Generate Speech - KugelAudio

Generate audio from text. Returns complete audio after generation.

POST

Request Body

This is the canonical parameter reference for TTS generation. The WebSocket endpoints accept the same fields (plus their own session controls — see Stream Input).

text

string

required

The text to convert to speech. Maximum 10,000 characters. Supports inline <break> and <spell> tags; all other tags are stripped (see Prompting).

model_id

string

default:"kugel-3"

The model to use. Use kugel-3 for new integrations. Legacy IDs such as kugel-2.5 and kugel-2-turbo remain accepted for backwards compatibility. Accepted model IDs are billed and shown in Dashboard usage as requested, even when they route through the current production model.

voice_id

integer

required

The voice ID to use. Required — there is no default voice. A request without a voice_id is rejected with 400 MISSING_VOICE_ID; a voice_id that doesn’t exist (or isn’t visible to your API key) returns 404 NOT_FOUND.

cfg_scale

number

default:"2.0"

Classifier-free guidance scale. Range: 0.0-10.0. Higher values = more expressive.

temperature

number

default:"0.4"

Sampling variance (0.0–1.0). 0 = most stable, 1 = most variance. See temperature guidance.

max_new_tokens

integer

default:"2048"

Maximum tokens to generate. Range: 1-8192. Limits output length.

sample_rate

integer

default:"24000"

Output sample rate in Hz. Options: 8000, 16000, 22050, 24000.Audio is generated natively at 24kHz. Lower rates use server-side resampling with negligible latency impact (see Latency).

output_format

string

Combined codec + rate token (e.g. ulaw_8000) for non-PCM output such as G.711 telephony codecs. Opt-in; when set it is authoritative and must not contradict sample_rate. See Audio formats.

normalize

boolean

default:"true"

Enable text normalization (converts numbers, dates, etc. to spoken words).Always specify the language parameter to ensure correct normalization — auto-detection may produce incorrect results for short texts.

language

string

ISO 639-1 language code for text normalization (e.g., ‘de’, ‘en’, ‘fr’).Supported: de, en, fr, es, it, pt, nl, pl, sv, da, no, fi, cs, hu, ro, el, uk, bg, tr, vi, ar, hi, zh, ja, ko, sk, sl, hr, sr, ru, he, fa, ur, bn, ta, yue, th, id, msIf not provided and normalize is true, language will be auto-detected. Auto-detection may produce incorrect normalizations for short texts or languages that share similar vocabulary.

word_timestamps

boolean

default:"false"

WebSocket endpoints only. Enable word-level timestamp alignment — see Word timestamps. Not accepted by this REST endpoint: requests are strictly validated, so sending it here returns 422 Unprocessable Entity. Use a WebSocket endpoint or an SDK instead.

speaker_prefix

boolean

default:"true"

WebSocket endpoints only. Prepend an internal speaker prefix to the text for better voice consistency. Not accepted by this REST endpoint (strict validation returns 422).

speed

number

default:"1.0"

Playback speed multiplier. Range: 0.8 (20% slower) to 1.2 (20% faster).Uses pitch-preserving time-stretching (WSOLA) so the voice pitch stays natural at any speed. Applies to the whole request; wrap text in <prosody rate="slow|medium|fast|0.8-1.2"> to override the rate for a span (see Speed).

dictionary_ids

integer[]

Per-request dictionary selection.

Omitted — default: all active dictionaries of the project apply, filtered by language.
[] — no dictionary applies to this request.
[7, 9] — exactly those dictionaries apply, including inactive ones, bypassing the language filter.

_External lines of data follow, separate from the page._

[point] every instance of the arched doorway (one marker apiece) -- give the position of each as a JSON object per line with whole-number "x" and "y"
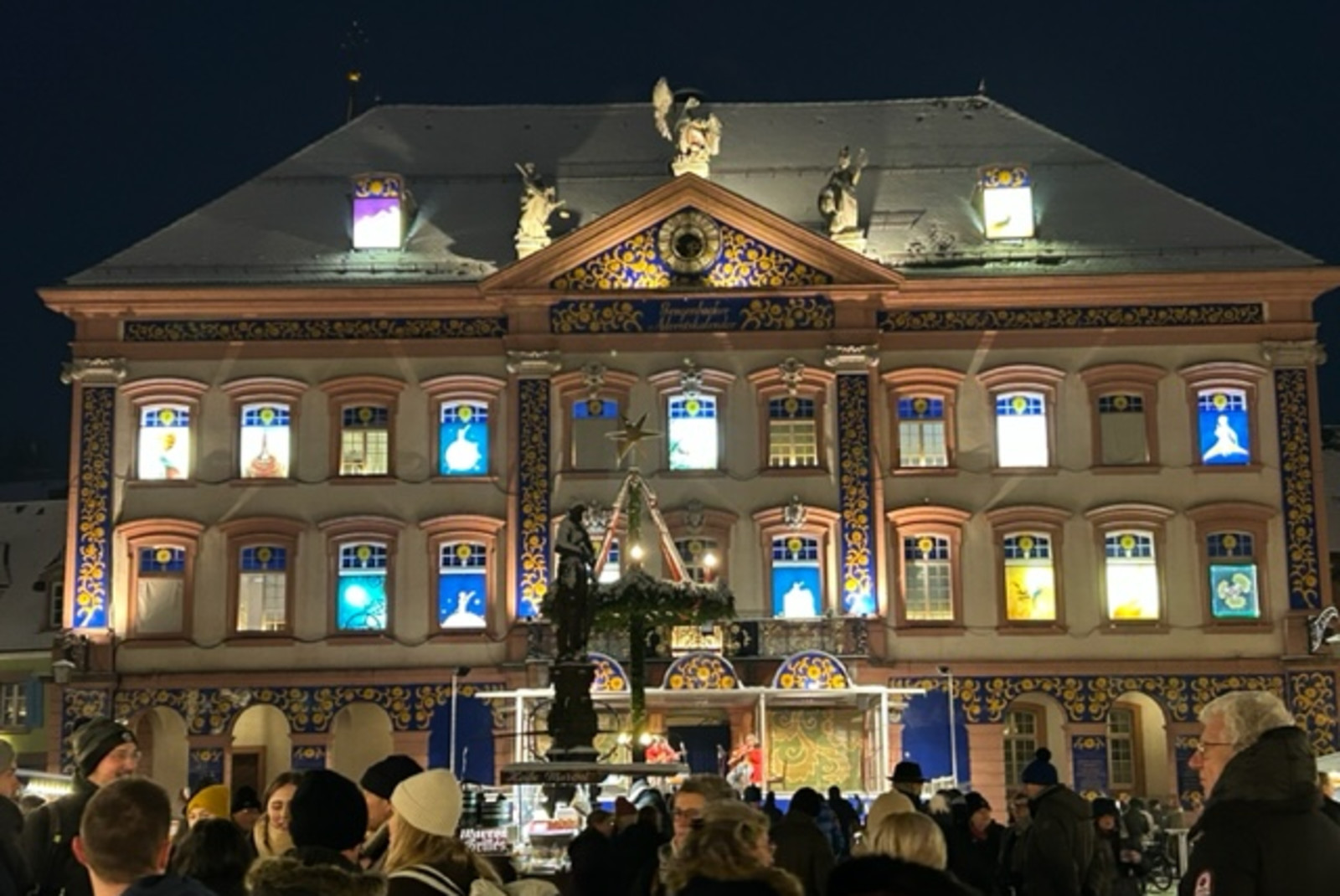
{"x": 361, "y": 734}
{"x": 1138, "y": 757}
{"x": 261, "y": 748}
{"x": 161, "y": 734}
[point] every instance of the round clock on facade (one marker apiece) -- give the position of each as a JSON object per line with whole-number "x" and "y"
{"x": 689, "y": 241}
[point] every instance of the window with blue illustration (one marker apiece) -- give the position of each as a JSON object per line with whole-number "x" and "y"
{"x": 921, "y": 431}
{"x": 263, "y": 588}
{"x": 1131, "y": 576}
{"x": 928, "y": 579}
{"x": 593, "y": 421}
{"x": 1233, "y": 574}
{"x": 1223, "y": 420}
{"x": 160, "y": 590}
{"x": 693, "y": 433}
{"x": 265, "y": 442}
{"x": 1029, "y": 578}
{"x": 365, "y": 448}
{"x": 361, "y": 596}
{"x": 796, "y": 578}
{"x": 1022, "y": 435}
{"x": 164, "y": 442}
{"x": 462, "y": 581}
{"x": 462, "y": 438}
{"x": 792, "y": 431}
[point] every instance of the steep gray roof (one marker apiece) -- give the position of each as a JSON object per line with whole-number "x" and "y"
{"x": 291, "y": 224}
{"x": 33, "y": 536}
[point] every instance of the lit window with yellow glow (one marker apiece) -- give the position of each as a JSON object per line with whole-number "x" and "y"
{"x": 164, "y": 442}
{"x": 1029, "y": 579}
{"x": 1007, "y": 194}
{"x": 1132, "y": 578}
{"x": 379, "y": 212}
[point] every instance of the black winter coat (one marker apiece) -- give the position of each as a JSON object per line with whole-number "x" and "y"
{"x": 1059, "y": 851}
{"x": 1263, "y": 832}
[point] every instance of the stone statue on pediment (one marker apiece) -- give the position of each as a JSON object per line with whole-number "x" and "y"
{"x": 538, "y": 203}
{"x": 696, "y": 136}
{"x": 838, "y": 200}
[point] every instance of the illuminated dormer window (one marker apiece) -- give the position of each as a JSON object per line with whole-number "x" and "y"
{"x": 1007, "y": 192}
{"x": 381, "y": 210}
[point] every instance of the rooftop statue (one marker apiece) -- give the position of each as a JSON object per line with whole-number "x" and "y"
{"x": 838, "y": 198}
{"x": 538, "y": 203}
{"x": 696, "y": 138}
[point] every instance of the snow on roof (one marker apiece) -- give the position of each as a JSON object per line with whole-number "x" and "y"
{"x": 33, "y": 536}
{"x": 292, "y": 223}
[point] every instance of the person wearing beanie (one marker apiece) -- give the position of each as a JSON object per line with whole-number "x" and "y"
{"x": 379, "y": 784}
{"x": 104, "y": 750}
{"x": 425, "y": 856}
{"x": 1059, "y": 851}
{"x": 975, "y": 844}
{"x": 211, "y": 802}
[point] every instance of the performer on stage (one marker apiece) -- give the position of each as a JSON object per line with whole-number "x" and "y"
{"x": 747, "y": 764}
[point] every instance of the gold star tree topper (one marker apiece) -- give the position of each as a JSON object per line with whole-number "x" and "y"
{"x": 630, "y": 435}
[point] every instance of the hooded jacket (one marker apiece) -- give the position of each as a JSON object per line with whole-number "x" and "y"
{"x": 1263, "y": 832}
{"x": 1059, "y": 851}
{"x": 291, "y": 876}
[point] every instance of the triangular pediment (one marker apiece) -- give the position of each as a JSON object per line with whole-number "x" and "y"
{"x": 693, "y": 234}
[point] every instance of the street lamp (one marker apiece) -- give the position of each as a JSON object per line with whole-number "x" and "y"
{"x": 459, "y": 672}
{"x": 953, "y": 735}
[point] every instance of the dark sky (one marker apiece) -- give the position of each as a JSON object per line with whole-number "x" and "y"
{"x": 124, "y": 116}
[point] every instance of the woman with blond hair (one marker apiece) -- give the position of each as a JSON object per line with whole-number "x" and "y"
{"x": 728, "y": 853}
{"x": 910, "y": 836}
{"x": 270, "y": 833}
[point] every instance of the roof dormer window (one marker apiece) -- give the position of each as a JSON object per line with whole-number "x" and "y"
{"x": 381, "y": 210}
{"x": 1007, "y": 194}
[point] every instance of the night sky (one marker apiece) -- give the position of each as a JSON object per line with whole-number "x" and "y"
{"x": 124, "y": 116}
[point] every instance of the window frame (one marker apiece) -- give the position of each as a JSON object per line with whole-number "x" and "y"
{"x": 1125, "y": 378}
{"x": 716, "y": 384}
{"x": 345, "y": 531}
{"x": 491, "y": 533}
{"x": 937, "y": 521}
{"x": 466, "y": 388}
{"x": 708, "y": 524}
{"x": 354, "y": 391}
{"x": 811, "y": 384}
{"x": 1233, "y": 516}
{"x": 1023, "y": 520}
{"x": 254, "y": 532}
{"x": 570, "y": 389}
{"x": 1229, "y": 375}
{"x": 1116, "y": 518}
{"x": 161, "y": 532}
{"x": 1024, "y": 378}
{"x": 165, "y": 390}
{"x": 931, "y": 382}
{"x": 268, "y": 390}
{"x": 819, "y": 523}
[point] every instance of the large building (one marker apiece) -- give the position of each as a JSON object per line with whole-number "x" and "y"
{"x": 988, "y": 433}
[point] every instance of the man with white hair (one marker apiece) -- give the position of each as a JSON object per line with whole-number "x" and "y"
{"x": 1263, "y": 832}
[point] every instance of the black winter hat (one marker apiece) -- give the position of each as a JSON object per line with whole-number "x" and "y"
{"x": 94, "y": 739}
{"x": 327, "y": 811}
{"x": 382, "y": 777}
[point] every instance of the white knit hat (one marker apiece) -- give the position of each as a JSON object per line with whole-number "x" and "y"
{"x": 429, "y": 801}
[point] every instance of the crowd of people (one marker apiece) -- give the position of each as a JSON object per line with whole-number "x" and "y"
{"x": 1268, "y": 828}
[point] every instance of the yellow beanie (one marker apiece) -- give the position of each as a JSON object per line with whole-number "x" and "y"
{"x": 212, "y": 800}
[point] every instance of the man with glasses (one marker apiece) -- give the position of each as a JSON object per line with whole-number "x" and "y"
{"x": 104, "y": 750}
{"x": 1263, "y": 832}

IDs must belong to the request’s project; unknown IDs return a 400 before generation starts. Maximum 50 IDs.

Temperature guidance

temperature controls how much the sampler varies across regenerations of the same text. Lower values are closer to greedy decoding (stable, repeatable reads); higher values are more expressive but less consistent.

Use case	Suggested range
E-learning, IVR prompts, compliance reads	`0.0` – `0.3`
General voiceover, conversational UX	`0.4` – `0.6` (default `0.4`)
Expressive narration, ads, character voices	`0.7` – `1.0`

The default of 0.4 tracks the TTS Studio natural preset. Lowered from 0.5 to reduce intermittent word-drop on short trailing sentences with kugel-3.

Spell Tags

Use <spell> tags to spell out text letter by letter. This is useful for:

Email addresses
Acronyms and abbreviations
Serial numbers or codes
Any text that should be pronounced character by character

{
  "text": "My email is <spell>kajo@kugelaudio.com</spell>",
  "normalize": true,
  "language": "en"
}

Output: “My email is K, A, J, O, at, K, U, G, E, L, A, U, D, I, O, dot, C, O, M”

Spell tags require normalize: true. Special characters are translated to language-specific words:

English: @ → “at”, . → “dot”
German: @ → “ät”, . → “Punkt”
French: @ → “arobase”, . → “point”

Model recommendation: Use kugel-3 for the best current spelling, prosody, and break tag support.

Response

Returns raw PCM16 audio as a streaming binary response (audio/pcm). For encoding details, non-PCM output, and the watermark, see Audio formats. Response Headers:

Header	Value	Description
`Content-Type`	`audio/pcm`	Raw PCM audio stream
`X-Sample-Rate`	`24000`	Sample rate of the audio
`X-Audio-Format`	`pcm_s16le`	Audio encoding format

The response body is raw PCM 16-bit signed little-endian audio data streamed as binary chunks.

Example

Non-ASCII characters (umlauts, accents, CJK, etc.): When calling the API directly (without an SDK), make sure to:

Set the header Content-Type: application/json; charset=utf-8
Normalize your text to Unicode NFC before sending (e.g. unicodedata.normalize("NFC", text) in Python)
Always set the language parameter explicitly (e.g. "de", "fr") — relying on auto-detection can produce incorrect normalizations, especially for short texts

Without these steps, characters like ä, ö, ü, ß or accented letters may be garbled or mispronounced. Our SDKs handle this automatically.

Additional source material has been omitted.